In a free whitepaper, available to download here, Technomic focuses on three dishes from these regions that have gathered support and could explode in popularity soon.

The first is Shakshuka, a Tunisian egg dish with tomatoes and chili peppers. It has appeared on an increasing number of menus in recent years, with mentions up 30.8 per cent overall year on year. Some 57 per cent said they’d either tried it and liked it or were keen to taste it; after seeing what Shakshuka looks like with chorizo, we don’t blame them.

Tabbouleh is another up-and-comer. Menu mentions of this Middle Eastern vegetarian dish made of tomatoes, parsley, mint, bulgur and onion are up 16 per cent, with six in ten consumers liking it or wanting to trying it. Any chefs curious to realize its appeal could try quinoa crunch bowl with quinoa tabbouleh.

Lastly, Labneh is a Middle Eastern strained yogurt with slightly salty and sour flavors that half of consumers either like or want to try. Menu mentions of the entree are up by a fifth year on year.

Uncharted territory

Another branch of Technomic’s research found that consumers increasingly want more complex flavors, with 71 per cent of consumers saying they found flavor imparted by the overall combination of ingredients to be appealing.

In terms of new, previously untasted sauces, 57 per cent of consumers said they would like to try chermoula, which originated in Morocco. A similar percentage were keen to try toum from Lebanon, chraimeh from Libya and ajvar from Serbia.

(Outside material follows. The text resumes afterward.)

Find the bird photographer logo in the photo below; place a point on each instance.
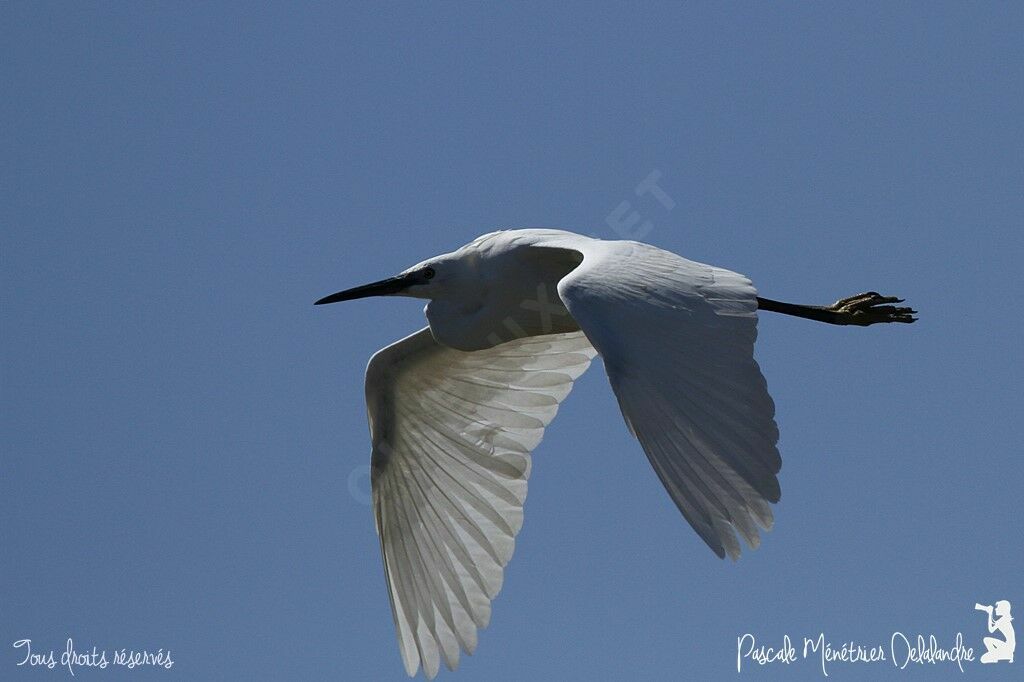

Other in-demand sauces were s’chug and holba from Yemen and Tunisia’s harissa.  

Technomic concluded the whitepaper by saying: “North African fare is arguably one of the hottest trends in foodservice right now.

“With these North African favorites getting greater attention, other specialties could emerge from the rest of the continent, such as berbere, an Ethiopian spice blend, or chakalaka, a South African relish.”

The whitepaper suggests operators consider switching in these popular sauces in place of familiar sauces. Swapping a traditional hot sauce for a cilantro-based s’chug is an effective way to dish up a bigger heat kick.

Additionally, sauces and spices from the Middle East, North Africa and the Balkans are often meant to be paired with bread, so restaurants can consider offering a variety of different sauce and spice types at the table that can be dipped into bread as a pre-appetizer.